I’m a transplant to my now-home state of Colorado. When I came here where I’m living now was about the edge of suburban development. Denver has a law that restricted it from growing called the Poundstone Amendment (wherein cities couldn’t annex without a vote of approval of land owners.) My wife is a fifth generation native, her ancestors settled and farmed northeast of Denver for a few decades. Winter wheat was a big crop, Rocky Ford produced perhaps the best melons I’ve eaten and in the summer it was nearly impossible to drive around without tripping over a small farmer’s market (even in the city).

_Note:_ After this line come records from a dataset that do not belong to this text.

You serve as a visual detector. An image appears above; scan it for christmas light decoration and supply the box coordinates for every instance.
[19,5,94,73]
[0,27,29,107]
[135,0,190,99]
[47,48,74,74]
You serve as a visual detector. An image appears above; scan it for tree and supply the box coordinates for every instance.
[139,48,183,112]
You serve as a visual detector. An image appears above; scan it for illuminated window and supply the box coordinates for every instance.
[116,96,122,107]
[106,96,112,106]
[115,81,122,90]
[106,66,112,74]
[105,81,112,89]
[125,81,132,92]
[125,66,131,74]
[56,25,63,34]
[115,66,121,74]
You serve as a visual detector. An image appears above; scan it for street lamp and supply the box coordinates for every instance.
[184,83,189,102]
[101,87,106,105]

Fast forward... Farmers in Rocky Ford sold their water to a Aurora. Farmers in the Northeast corridor (east side of the divide) sold their water to Denver. Urban planning boomed (again) and even during official drought years it was not uncommon for 30,000 new building permits a month to be issued in the metro area. With their new-found water wealth, the urban planners created sprawl, they loved the income and were addicted to it. While we were told to conserve, they’d build a few thousand more homes with the water we didn’t use. Their formulas used a usage ratio of existing users, so the more we conserved – the more building permits they could justify.
Remember the Listeria deaths attributed to melons from Southeastern Colorado? Do you know how the Listeria got a hold? The farmers had “upgraded” their facilities, and were assured that city provided water was sufficiently chlorinated that they could just use city water, and not recycle and treat their own – all those nasty chemicals they added to the wash water were ruining the environment! Well, as any dummy can figure out – chlorination varies day to day in any municipal water supply – and there was insufficient chlorine to cleanse the melons for market – so whereas the old environmentally-unfriendly method kept us alive, the new-improved city mandated solution killed several people – killing, essentially, the melon growing industry in that part of the state.
Many people don’t realizes that Water has it’s own court system, at least in Colorado it does. Water is politics and big money urban developers have managed to buy nearly all the surface water and aquifer accessed rights in the state.
Our agriculture isn’t producing the same amounts of food as it was ten years ago not because we have a drought problem, it’s because the farmers don’t have the rights to the water anymore – they were “squandering” it and environmental lawsuit after lawsuit put most of them out of business – forcing them to sell their water rights to a city. When you look at the agricultural production numbers plummeting in Colorado, don’t attribute it to the “drought” attribute it exactly where the blame belongs – urban sprawl. What else did we get with urban sprawl? Hundreds of thousands of city-dwellers dependent on the state for their every need. With government employment and service industry growth the majority of people were liberals who moved here for the “rocky mountain high” – bringing their needs for cheap housing and water with them.
We are a liberal majority-controlled state only in the cities. Everywhere else in the state, reason reigns. Our farmers will never produce again, because the city will never return water rights to the land. Our drought has always been a fact of life in Colorado, according to my wife’s relatives water has never been abundant for farmers. Our farmers weren’t victims of G-d’s will and poor rainfall, they were victims of political realities and urban sprawl. So, yes, we are part of the seven states with water problems, but it’s a redistribution problem not one of agriculture. - Jim H.